A Patients view of the recent study into the treatment of posterior Uveitis with a trial drug – AIN457
In 2007 I was sent to Shrewsbury hospital by my optician after a routine examination for contact lenses. After several months of tests and examinations, I was given a diagnosis of BCR but the treatment I received at Shrewsbury was not perfect and the following year – 2008 – Professor Murray was kind enough to take me as a patient at the Birmingham Eye Centre. Under his excellent care, assisted by Dr Alastair Denniston, my Birdshot stabilised under a regime of medication involving 5mg prednisolone daily (later reducing to 2.5mg) and 1gm of Cellcept daily (later reducing to 500mg). This was matched by a regime of anti inflammatory diet, dietery supplements and daily meditation as well as plenty of fresh air and exercise. In this way, I was able to maintain ‘quiet’ eyes.
In the course of routine visits to Professor Murray’s clinic, I was given routine slit lamp examinations as well as blood tests and annually, ERG tests and more recently, I began to have regular OCT scans.
In spring 2010 I was invited to join a phase three study into the effects of a new drug, AIN457 produced by Novartis, as a treatment for posterior uveitis. This was a double blind trial involving four cohorts – three on varying doses of the study drug and one on placebo. In August the same year I began fortnightly injections of the trial medication and the following month I stopped taking Cellcept as well as beginning to taper off the steroids.

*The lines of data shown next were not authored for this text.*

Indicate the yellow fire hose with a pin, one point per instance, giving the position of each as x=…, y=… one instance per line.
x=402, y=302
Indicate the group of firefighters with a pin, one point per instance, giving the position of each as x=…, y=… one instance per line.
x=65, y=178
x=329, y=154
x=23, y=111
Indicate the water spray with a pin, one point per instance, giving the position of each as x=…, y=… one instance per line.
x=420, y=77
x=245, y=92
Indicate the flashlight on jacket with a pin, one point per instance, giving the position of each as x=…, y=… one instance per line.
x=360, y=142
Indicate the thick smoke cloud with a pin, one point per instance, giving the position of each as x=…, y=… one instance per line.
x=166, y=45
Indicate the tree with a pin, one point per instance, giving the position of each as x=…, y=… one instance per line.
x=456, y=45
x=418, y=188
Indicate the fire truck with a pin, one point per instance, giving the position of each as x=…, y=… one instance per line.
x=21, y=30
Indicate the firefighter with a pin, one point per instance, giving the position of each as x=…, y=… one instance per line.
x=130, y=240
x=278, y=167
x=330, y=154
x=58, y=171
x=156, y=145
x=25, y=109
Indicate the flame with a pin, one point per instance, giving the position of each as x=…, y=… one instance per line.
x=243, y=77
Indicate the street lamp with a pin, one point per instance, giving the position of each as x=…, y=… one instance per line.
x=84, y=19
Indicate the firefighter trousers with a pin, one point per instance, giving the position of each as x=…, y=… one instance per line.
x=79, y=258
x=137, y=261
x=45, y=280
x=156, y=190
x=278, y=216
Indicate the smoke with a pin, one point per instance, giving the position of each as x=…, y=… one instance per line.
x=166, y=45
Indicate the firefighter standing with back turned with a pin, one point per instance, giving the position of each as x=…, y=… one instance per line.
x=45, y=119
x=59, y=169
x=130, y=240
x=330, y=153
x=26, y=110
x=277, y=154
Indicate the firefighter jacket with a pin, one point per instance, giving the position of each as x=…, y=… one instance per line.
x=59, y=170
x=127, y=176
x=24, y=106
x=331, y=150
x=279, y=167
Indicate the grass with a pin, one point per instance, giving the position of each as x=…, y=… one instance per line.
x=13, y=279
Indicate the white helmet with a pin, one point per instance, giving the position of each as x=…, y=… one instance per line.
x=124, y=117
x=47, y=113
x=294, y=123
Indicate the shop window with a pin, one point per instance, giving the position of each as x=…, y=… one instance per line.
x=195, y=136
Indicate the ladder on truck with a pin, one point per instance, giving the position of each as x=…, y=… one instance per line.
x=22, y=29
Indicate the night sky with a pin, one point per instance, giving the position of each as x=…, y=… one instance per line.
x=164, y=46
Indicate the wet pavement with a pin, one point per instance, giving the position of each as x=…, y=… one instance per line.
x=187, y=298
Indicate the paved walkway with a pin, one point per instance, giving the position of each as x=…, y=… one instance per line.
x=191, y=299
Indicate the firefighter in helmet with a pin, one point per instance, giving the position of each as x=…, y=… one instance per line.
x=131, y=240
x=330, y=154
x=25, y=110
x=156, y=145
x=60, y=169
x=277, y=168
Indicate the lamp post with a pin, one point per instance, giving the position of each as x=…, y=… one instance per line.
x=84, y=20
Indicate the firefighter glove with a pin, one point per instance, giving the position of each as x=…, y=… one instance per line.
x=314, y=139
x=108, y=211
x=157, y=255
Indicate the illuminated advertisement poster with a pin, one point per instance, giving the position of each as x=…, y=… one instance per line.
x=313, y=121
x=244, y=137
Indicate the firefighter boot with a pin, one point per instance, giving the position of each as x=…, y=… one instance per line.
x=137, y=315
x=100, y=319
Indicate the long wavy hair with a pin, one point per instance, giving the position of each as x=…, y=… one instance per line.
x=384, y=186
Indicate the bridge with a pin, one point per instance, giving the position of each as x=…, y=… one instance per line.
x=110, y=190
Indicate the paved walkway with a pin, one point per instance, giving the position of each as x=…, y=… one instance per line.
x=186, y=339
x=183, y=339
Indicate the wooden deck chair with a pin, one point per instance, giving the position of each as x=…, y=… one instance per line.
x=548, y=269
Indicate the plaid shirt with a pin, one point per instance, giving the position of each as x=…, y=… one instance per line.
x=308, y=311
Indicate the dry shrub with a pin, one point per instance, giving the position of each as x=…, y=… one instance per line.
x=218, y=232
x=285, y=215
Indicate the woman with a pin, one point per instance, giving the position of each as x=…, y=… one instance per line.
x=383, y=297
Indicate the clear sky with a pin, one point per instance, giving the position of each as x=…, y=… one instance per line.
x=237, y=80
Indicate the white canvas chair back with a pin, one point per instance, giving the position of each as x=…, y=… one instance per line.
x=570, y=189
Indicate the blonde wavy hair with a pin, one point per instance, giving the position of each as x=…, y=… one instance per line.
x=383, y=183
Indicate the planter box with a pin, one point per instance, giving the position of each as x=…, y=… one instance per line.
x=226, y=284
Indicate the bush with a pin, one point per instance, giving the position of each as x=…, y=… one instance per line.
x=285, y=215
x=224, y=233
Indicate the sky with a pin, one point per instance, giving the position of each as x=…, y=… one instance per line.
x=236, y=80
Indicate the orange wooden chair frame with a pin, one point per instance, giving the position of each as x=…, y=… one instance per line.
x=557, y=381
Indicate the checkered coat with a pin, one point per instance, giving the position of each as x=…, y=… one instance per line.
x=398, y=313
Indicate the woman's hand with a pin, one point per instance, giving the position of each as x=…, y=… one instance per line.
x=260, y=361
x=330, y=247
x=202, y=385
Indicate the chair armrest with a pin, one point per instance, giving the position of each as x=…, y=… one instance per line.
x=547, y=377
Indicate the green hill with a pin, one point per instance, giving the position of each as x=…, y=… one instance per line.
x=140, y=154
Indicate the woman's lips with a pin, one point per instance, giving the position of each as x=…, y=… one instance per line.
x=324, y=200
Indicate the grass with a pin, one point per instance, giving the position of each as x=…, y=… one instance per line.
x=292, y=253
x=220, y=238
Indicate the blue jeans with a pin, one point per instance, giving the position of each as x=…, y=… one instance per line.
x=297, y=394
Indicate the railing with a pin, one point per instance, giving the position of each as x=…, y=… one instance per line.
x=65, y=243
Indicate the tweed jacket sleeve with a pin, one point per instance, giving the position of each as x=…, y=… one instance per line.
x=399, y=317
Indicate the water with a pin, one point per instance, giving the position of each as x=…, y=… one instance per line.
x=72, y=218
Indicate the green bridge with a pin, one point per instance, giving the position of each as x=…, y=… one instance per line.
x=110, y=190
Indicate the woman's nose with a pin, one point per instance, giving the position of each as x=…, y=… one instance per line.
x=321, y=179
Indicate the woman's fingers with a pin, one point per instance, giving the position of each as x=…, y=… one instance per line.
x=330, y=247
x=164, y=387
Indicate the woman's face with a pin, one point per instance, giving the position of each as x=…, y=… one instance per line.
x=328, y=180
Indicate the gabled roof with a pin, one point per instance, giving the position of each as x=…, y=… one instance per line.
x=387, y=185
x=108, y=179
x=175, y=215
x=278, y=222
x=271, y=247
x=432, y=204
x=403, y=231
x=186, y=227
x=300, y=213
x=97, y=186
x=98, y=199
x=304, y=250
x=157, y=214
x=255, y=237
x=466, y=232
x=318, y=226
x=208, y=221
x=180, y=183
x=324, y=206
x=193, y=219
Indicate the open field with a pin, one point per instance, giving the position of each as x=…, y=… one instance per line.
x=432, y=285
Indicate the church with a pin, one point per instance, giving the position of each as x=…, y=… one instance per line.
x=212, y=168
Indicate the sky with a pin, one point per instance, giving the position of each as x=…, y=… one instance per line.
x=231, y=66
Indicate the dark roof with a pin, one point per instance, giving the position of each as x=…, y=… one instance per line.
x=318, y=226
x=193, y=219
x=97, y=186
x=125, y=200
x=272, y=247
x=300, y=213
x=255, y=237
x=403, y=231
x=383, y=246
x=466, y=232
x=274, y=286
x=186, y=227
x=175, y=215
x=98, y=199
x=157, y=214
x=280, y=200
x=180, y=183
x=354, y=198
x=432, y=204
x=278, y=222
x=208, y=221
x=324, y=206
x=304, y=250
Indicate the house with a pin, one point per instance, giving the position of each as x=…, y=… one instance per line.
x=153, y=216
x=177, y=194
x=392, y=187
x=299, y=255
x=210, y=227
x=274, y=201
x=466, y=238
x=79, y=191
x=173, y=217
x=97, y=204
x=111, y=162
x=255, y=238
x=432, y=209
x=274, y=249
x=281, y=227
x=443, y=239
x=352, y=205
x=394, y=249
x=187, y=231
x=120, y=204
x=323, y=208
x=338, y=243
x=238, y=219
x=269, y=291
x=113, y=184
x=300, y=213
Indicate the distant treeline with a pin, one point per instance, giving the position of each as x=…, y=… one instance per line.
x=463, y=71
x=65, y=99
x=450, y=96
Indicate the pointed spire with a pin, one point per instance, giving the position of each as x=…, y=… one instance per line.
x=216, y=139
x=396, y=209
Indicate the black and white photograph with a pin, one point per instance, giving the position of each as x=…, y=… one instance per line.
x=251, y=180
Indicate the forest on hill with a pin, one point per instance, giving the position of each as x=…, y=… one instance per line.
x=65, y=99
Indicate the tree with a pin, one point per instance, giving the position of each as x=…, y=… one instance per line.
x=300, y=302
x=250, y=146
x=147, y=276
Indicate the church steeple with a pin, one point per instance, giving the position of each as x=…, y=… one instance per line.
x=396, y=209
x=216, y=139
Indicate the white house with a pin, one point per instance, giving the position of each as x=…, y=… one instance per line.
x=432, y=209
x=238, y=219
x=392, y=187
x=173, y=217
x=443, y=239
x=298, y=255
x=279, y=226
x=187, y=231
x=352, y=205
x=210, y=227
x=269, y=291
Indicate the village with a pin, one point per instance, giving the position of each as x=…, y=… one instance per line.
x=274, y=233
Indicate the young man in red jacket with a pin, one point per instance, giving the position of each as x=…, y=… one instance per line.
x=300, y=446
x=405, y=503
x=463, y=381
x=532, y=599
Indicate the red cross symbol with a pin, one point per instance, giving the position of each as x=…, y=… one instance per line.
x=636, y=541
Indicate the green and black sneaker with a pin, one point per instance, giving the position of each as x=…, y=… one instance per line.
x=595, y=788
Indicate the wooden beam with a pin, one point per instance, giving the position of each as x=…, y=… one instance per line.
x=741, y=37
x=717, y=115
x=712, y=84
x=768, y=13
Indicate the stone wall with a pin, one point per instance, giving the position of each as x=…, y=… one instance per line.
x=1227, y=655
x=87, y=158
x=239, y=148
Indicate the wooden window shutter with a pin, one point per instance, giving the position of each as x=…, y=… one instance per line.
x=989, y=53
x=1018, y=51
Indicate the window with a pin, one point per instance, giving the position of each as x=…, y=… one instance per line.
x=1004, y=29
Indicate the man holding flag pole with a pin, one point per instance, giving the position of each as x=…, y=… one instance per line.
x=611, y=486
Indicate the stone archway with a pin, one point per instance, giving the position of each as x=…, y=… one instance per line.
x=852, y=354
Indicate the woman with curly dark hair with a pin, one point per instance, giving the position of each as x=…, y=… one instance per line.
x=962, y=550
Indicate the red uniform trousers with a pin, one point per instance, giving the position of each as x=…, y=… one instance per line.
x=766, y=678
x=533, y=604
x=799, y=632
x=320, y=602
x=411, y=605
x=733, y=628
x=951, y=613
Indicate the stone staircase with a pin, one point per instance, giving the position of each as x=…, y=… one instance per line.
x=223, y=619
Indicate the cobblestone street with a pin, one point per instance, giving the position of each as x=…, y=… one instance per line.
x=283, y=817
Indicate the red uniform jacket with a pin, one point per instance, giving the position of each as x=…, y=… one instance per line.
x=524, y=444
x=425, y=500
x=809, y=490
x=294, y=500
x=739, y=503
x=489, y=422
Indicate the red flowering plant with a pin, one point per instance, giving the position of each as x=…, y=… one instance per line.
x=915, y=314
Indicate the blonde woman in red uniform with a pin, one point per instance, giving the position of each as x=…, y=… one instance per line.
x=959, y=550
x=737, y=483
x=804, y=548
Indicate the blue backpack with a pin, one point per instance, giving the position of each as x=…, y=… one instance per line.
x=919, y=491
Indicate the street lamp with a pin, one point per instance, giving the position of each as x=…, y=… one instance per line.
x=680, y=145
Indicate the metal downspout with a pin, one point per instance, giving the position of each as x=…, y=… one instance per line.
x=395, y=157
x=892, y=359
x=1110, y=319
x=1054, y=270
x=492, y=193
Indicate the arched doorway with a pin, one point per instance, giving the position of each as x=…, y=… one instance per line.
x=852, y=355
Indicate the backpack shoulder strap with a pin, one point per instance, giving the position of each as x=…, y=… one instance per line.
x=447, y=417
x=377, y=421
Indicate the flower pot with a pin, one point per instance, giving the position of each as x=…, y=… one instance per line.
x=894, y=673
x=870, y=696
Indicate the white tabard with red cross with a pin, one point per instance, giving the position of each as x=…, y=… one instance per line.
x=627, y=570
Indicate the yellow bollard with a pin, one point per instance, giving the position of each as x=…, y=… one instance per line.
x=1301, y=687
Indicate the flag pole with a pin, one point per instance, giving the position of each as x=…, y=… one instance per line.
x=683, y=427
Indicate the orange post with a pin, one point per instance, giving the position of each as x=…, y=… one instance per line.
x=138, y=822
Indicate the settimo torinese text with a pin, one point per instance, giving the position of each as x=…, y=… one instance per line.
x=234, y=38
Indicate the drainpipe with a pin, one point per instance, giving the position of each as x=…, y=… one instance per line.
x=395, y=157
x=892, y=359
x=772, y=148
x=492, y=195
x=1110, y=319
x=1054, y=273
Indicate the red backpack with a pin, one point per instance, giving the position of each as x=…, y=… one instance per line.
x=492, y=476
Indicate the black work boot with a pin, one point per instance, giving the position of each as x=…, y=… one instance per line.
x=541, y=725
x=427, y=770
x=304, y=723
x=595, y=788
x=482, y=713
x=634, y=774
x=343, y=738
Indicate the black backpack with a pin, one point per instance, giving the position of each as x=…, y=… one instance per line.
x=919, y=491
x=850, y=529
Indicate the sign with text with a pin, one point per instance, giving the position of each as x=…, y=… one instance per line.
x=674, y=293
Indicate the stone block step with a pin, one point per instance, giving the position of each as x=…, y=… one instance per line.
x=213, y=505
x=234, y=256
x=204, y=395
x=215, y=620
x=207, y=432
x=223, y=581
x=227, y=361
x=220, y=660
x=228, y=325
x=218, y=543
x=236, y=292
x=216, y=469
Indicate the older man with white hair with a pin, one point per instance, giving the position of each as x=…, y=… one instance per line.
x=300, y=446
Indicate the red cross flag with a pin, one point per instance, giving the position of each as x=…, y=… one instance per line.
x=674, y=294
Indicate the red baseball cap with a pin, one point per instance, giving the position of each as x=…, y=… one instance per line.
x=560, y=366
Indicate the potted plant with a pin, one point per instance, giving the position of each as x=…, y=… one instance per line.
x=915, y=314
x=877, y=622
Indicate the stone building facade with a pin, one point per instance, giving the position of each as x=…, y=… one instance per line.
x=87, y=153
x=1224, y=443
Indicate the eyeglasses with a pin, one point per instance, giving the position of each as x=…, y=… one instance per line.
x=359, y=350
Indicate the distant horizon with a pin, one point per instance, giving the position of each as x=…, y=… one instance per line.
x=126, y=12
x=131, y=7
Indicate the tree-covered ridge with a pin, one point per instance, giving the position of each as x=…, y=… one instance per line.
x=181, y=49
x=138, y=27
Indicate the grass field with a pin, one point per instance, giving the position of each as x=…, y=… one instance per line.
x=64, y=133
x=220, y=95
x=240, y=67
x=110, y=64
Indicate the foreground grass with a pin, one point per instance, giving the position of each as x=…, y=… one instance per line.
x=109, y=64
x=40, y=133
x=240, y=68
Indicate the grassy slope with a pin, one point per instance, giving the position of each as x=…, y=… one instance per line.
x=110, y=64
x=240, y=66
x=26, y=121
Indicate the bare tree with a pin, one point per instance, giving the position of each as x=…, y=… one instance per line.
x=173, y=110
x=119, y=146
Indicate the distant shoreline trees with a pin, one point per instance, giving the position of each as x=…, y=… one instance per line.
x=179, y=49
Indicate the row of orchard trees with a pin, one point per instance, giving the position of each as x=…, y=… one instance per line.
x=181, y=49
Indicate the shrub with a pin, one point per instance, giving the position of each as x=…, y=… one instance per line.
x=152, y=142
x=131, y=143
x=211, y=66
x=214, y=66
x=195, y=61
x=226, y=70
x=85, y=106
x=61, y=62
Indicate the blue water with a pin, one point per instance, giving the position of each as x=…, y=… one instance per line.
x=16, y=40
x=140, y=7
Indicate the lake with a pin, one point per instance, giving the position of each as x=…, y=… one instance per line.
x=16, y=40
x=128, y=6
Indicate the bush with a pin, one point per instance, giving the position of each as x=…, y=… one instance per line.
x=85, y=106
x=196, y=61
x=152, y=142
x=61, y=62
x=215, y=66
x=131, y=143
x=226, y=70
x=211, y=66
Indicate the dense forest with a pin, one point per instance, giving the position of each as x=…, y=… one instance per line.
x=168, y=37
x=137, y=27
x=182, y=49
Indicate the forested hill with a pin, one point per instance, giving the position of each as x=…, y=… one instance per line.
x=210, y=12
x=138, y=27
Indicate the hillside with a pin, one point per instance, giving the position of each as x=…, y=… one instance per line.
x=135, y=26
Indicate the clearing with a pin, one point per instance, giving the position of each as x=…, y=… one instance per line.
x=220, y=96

Research on the internet revealed that other trials using the same new medication where also being conducted on patients with RA, Behçet’s Disease, Ankolysing Spondelitis, Psoriasis and Crone’s Disease – a host of auto immune conditions. Indeed, one study had already led to a product name for the new drug, Secukinumab.
By November, I was able to stop prednislone completely while my eyes continued to be free of inflammation, presumably with the benefit of fortnightly injections of AIN457. This situation continued until the following March (2011) when without warning, the study came to a premature halt. I had agreed to take part in a second stage to go through for a further six months so I was disappointed that the new treatment was suddenly unavailable, particularly when I had apparently had such good results. The only explanation from Novartis was that the results of the first part had not been good enough to warrant continuing the study.
After taking advice from Professor Murray and Dr Denniston, I decided to continue without reverting to the previous regime and to carry on without any medication for the time being. Further checks in the following months (most recently in June) have shown no sign of new inflammation. I am next due for a check up in October but as far as I can tell all is well just now. I am waiting to see the full results of the study which I hope will be published soon.